篠崎:そうですね。そうかもしれない(笑)。

——それを突き詰めると、その先にフィルムに写るもの…怖いんですけど、そこまで突き詰めると別の世界すら捉えることが出来る。逆に希望のようなものを感じました。

篠崎:そうだったら、本当に嬉しいですね。ついつい映画って画面に写るものが全てだって考えがちなんですけど。フレームの外でやっていることって写るんですよね。フレームの外でみんながギリギリまで一生懸命やっていることが、写るんですよ。例えば撮影で相手の役者さんがその場にいられない場合、カメラ横で「目線こちらにいただきます」って、助監督が拳固を握ったりするんですが、僕はあまり好きじゃなくて。役者さんがいればできるだけその人に立ってもらうんですよ。写らないんですけど、やっぱり拳固を見てるのとは違うんですね。やっていることがちゃんと映像に反映されるし、そういうときに進んで「僕やりますよ」って芝居してくれる人が好きなんです。そういう人となら共犯者になれる。

 カメラもいくら光がキレイでも、カメラ前に照明や機材がたくさんあれば芝居がやりにくいじゃないですか。それだったら、もう少し光は我慢して役者さんがやりやすいようにして欲しい。自分がいい画を撮るれたらいいじゃなくて、いいスタッフは僕が言わなくてもちゃんと考えてくれるんで、そういうスタッフと撮っていると楽しいですね。

——ラストシーンはゾッとさせられました。

篠崎:あの後の展開は、ネットで配信してそれを見た人間がどんどん発狂していく描写もあるので、もうちょっと業が深くなりますよ(笑)。立教大学の学生も交えて物語の周辺を撮っていきます。それと『死ね!死ね!シネマ』を合わせて2本立てで、『映画地獄』っていうタイトルになります。“シネマヘル”ですね(笑)。キャッチコピーは「撮るも地獄、撮らぬも地獄」(笑)。映画監督のアンビバレントな気持ちです。撮ったら撮ったで大変だけど、撮れないことも辛いという(笑)。
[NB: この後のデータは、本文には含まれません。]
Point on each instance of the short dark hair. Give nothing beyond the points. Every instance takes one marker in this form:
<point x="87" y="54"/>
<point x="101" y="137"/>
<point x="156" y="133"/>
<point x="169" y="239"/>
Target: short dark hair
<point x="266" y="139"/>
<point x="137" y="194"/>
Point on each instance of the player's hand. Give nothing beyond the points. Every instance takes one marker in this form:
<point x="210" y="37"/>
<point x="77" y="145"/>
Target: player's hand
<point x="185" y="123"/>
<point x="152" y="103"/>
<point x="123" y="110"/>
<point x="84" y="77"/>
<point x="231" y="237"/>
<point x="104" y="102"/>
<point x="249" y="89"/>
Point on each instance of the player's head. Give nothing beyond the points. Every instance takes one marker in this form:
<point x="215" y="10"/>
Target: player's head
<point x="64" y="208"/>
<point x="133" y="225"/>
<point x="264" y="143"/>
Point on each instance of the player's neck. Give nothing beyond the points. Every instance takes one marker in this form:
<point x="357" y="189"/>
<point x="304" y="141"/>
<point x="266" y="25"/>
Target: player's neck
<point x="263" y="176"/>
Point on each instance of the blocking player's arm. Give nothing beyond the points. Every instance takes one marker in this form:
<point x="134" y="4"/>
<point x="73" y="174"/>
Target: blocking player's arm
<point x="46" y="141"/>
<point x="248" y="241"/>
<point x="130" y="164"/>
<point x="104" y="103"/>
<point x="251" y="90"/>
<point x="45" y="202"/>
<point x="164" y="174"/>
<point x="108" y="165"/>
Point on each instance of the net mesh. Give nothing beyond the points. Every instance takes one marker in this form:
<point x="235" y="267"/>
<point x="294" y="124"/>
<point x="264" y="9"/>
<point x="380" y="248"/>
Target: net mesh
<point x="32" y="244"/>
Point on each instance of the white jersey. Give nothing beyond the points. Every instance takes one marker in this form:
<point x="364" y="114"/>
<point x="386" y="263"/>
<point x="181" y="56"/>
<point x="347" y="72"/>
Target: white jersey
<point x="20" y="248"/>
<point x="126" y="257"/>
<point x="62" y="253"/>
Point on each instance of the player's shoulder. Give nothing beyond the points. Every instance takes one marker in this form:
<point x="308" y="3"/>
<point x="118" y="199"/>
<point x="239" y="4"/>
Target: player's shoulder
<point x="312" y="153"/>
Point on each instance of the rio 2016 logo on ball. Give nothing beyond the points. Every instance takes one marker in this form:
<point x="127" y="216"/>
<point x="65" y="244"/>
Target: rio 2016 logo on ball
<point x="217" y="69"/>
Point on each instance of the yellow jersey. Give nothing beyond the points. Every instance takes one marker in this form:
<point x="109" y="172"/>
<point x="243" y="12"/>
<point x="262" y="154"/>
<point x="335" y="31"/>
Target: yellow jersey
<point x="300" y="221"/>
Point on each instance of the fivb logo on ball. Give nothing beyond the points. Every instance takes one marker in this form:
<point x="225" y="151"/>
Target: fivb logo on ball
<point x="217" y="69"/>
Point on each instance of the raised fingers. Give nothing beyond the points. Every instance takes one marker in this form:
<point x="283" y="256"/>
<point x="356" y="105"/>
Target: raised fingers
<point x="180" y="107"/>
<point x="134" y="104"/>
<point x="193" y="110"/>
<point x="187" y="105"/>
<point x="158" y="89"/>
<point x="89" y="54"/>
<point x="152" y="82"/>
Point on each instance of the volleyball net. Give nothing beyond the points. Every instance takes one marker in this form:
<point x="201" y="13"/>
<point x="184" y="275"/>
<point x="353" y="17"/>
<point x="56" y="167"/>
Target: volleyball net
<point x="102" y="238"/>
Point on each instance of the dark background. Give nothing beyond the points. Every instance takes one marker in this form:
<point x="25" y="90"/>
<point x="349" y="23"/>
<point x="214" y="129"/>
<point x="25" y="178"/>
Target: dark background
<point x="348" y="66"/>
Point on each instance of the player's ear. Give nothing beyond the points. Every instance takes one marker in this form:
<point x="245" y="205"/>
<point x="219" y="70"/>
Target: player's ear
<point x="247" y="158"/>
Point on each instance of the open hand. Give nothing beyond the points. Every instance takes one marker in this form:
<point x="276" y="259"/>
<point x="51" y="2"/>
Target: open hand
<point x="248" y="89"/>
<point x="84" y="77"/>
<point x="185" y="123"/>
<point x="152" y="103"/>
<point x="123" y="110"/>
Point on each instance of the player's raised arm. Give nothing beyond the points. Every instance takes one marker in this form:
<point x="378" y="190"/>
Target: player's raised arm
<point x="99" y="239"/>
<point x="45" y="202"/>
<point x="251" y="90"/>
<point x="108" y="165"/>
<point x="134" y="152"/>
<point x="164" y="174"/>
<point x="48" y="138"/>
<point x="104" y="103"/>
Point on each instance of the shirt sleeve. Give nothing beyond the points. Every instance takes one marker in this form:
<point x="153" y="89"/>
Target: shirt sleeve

——では最後にゆうばりファンタの感想をお願いします。

篠崎:2003年に『犬と歩けば チロリとタムラ』で来て、その後が2006年『霊感のない刑事』で、今回3回目なんですけど、やっぱりいいですね。知った顔が東京に居るより多くて、屋台村に行ったらすぐ横で井口昇くんや西村喜廣さんが飲んでたり。ストーブパーティーでは2人の熱闘風呂も見ましたよ!(笑)

 屋台では入ってきた方とすぐに一緒に飲めたりするし、話すのはひたすら映画のこと。妙に商業的なものはなくて、みんな楽しんで参加しているのが物凄く伝わってくるから、軽くなって東京に帰って行ける感じですね。(笑)
今回は主演のシマザキ役の金子裕昌くんと、ナツキ役の森京子さんを連れて来て、追撮が北海道ロケで出来たし。いいシーンが撮れましたよ。雪の中、僕も一緒になって走り回って転げ回って(笑)。乞うご期待!です。